We don’t want to poison our water, destroy our woodlands, or spend our lives struggling to breathe. We don’t want to punish our bodies day in and day out, work in dangerous conditions, or accept that this is what awaits our children. But when it comes to trying to support a family, the immediate benefits of food on the table and electricity mean hidden, long-term costs as well. If the only job around that can cover your bills and clothe your children is in a coal mine, that’s where you’ll work.
And every four years, you come to our state, and to neighboring states, preaching the green gospel. You arrive like a missionary, ready to educate us on the ways that coal and natural gas and other fossil fuels are unsustainable, toxic, and corrupt. We know. You talk of wind turbines and solar panels like Prometheus bringing fire to man. This is the future. This will sustain us. It’s clean, it’s pure, it’s bountiful. We know.
So why do we overwhelmingly vote for the party that punishes us? The party that makes it harder and harder to survive, and tells us it’s our fault? It’s because they, too, come to see us every four years. And they want to talk about coal, too. But they have a different message. They talk about keeping coal jobs around. They talk about clean coal, and a renaissance, as if you can just put more coal in the seams. We’re not drinking the Kool-Aid necessarily, but the bottom line is this: you can keep your decent salary and benefits.
Some Democrats have tried joining the bandwagon of coal as this sacred cow, but that’s just capitulation, cowardice, or corruption. But what other options are there? Well, easy. Tell us how we fit into your plans for replacing fossil fuels. Tell us how our coal miners can migrate to jobs in renewable energy or other industries. Tell us how you plan for us to still feed our families with dignity while giving up on coal.

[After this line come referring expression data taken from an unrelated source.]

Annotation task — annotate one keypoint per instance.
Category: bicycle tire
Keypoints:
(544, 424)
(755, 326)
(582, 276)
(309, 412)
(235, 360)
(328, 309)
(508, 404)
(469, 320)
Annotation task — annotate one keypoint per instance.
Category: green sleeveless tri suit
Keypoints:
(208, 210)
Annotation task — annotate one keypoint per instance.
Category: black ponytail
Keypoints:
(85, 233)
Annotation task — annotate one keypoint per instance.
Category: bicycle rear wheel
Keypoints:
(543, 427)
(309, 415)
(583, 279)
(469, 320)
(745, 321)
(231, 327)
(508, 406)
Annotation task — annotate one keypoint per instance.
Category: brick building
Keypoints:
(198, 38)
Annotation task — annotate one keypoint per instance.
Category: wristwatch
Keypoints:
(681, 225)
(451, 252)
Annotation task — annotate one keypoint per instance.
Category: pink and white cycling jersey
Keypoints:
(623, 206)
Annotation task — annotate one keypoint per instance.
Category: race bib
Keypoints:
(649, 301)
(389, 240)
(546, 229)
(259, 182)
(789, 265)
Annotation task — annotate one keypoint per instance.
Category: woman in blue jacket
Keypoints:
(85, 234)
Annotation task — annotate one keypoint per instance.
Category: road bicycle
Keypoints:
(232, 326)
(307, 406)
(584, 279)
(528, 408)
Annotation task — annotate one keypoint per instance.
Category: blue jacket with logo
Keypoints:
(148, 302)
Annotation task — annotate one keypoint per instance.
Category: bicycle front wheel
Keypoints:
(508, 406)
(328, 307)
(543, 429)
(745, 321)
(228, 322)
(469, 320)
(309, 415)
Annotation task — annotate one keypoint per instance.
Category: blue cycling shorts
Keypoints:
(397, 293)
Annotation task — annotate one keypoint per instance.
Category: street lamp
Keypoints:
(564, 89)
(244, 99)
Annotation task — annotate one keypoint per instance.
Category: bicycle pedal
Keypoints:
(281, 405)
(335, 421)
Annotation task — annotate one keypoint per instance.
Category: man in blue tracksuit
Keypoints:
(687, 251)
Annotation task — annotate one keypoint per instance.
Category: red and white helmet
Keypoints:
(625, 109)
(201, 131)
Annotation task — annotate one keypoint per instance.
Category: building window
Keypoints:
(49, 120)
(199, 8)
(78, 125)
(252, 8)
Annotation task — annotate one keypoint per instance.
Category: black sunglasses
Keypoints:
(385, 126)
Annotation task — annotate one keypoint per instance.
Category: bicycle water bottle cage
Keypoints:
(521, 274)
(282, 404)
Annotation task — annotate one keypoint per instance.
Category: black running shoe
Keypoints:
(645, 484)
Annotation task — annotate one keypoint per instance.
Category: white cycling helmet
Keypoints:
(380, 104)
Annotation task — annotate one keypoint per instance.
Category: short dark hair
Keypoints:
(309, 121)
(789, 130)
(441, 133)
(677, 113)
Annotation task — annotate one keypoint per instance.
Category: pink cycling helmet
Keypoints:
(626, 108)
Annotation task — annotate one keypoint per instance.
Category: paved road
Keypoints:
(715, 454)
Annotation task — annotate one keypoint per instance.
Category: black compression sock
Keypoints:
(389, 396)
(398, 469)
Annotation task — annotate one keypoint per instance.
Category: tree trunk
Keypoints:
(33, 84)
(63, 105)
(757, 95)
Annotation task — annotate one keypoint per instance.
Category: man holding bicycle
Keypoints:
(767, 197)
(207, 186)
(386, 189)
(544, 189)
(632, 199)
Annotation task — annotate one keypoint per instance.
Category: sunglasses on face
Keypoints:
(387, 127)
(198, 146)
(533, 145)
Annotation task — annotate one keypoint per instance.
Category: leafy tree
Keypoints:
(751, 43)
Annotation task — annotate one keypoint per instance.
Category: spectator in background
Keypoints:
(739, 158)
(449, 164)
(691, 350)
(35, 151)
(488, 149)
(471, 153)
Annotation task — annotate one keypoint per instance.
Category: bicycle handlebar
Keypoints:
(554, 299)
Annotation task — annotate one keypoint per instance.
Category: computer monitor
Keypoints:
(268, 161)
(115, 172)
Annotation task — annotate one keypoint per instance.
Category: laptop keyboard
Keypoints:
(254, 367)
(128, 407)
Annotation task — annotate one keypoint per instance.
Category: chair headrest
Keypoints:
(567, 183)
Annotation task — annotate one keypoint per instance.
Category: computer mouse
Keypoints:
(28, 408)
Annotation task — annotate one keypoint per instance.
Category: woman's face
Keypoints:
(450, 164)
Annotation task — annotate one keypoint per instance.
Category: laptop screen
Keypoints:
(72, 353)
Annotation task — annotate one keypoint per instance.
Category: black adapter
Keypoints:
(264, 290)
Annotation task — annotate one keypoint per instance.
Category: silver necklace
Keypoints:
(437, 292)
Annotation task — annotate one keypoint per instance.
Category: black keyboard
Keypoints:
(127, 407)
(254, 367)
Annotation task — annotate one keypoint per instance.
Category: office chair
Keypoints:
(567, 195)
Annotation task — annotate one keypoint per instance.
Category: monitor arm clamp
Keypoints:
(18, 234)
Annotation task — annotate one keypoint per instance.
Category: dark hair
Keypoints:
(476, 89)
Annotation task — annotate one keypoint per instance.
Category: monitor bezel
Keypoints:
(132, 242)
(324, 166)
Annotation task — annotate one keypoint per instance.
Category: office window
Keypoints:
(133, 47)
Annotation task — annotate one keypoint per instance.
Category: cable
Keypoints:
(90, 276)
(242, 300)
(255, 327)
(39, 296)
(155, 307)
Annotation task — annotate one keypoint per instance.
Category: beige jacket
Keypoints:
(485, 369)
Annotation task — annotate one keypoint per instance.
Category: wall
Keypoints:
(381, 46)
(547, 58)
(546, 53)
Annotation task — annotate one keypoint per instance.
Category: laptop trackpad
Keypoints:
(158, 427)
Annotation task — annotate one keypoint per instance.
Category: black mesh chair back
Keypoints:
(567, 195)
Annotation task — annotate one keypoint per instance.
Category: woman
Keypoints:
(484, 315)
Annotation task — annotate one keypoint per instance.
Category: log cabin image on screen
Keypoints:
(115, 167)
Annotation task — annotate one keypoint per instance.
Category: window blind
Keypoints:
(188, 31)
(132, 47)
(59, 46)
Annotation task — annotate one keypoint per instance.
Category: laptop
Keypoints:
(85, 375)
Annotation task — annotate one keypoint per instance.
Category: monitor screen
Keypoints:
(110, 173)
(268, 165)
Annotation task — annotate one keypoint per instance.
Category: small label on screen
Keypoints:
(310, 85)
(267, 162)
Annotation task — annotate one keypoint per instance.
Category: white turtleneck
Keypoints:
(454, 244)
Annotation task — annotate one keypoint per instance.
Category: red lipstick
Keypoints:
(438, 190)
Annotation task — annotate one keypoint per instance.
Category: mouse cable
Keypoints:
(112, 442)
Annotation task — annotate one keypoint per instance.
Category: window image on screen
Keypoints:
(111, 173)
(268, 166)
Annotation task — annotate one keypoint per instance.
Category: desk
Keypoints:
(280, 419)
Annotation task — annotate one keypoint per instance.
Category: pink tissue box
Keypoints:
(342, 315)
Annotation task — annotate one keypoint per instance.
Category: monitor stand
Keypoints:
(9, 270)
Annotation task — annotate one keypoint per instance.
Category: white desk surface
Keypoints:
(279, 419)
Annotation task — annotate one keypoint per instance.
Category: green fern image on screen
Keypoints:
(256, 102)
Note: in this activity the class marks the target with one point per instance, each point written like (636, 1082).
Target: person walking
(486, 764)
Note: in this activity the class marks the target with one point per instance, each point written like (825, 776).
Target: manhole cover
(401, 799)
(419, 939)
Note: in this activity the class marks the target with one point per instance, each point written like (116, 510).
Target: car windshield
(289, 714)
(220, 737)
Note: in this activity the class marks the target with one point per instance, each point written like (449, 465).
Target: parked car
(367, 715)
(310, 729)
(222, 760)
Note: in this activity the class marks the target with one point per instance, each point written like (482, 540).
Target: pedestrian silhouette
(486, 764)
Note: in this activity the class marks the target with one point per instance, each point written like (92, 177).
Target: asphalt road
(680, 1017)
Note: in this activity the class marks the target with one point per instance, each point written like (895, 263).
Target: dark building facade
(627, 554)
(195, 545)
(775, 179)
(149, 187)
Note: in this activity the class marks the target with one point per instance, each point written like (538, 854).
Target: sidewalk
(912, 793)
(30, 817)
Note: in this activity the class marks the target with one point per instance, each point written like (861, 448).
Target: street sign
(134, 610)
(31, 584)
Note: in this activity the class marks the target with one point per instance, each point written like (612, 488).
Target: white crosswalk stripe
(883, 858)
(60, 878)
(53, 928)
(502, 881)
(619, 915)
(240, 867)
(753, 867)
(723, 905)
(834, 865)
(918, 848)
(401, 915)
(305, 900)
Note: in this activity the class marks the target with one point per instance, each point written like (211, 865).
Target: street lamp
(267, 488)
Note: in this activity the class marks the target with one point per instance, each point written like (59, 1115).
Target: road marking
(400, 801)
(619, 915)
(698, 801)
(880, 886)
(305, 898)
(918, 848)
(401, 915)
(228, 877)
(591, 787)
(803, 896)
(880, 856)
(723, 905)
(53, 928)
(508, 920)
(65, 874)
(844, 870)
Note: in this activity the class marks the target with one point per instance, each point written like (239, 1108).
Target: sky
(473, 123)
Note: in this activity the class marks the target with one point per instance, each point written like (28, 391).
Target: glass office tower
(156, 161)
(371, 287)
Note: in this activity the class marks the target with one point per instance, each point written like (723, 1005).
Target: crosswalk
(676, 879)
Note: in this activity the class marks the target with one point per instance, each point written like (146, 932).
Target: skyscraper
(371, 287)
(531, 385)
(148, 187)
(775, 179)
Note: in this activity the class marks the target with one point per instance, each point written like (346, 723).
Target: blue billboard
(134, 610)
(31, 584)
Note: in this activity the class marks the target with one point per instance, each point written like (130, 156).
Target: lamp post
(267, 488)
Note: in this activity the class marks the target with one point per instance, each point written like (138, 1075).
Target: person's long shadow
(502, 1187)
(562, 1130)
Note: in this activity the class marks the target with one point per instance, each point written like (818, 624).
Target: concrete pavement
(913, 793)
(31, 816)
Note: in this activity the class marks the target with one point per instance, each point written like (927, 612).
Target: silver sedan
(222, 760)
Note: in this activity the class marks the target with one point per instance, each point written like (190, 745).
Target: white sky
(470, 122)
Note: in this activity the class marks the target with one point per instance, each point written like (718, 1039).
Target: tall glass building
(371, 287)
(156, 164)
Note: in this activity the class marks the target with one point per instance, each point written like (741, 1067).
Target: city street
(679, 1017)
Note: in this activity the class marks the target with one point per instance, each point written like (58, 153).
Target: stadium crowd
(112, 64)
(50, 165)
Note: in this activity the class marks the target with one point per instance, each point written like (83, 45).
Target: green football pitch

The problem isn’t our ignorance. You don’t have to tell us how coal and natural gas affect the environment; we’ve been boiling our water for years now. You don’t need to tell us how fossil fuels damage our health; we’ve watched our parents and grandparents decline for years, too. The problem is there are no people in your clean energy proposals.
Address these claims, and you might be surprised how easy it is to win in coal country.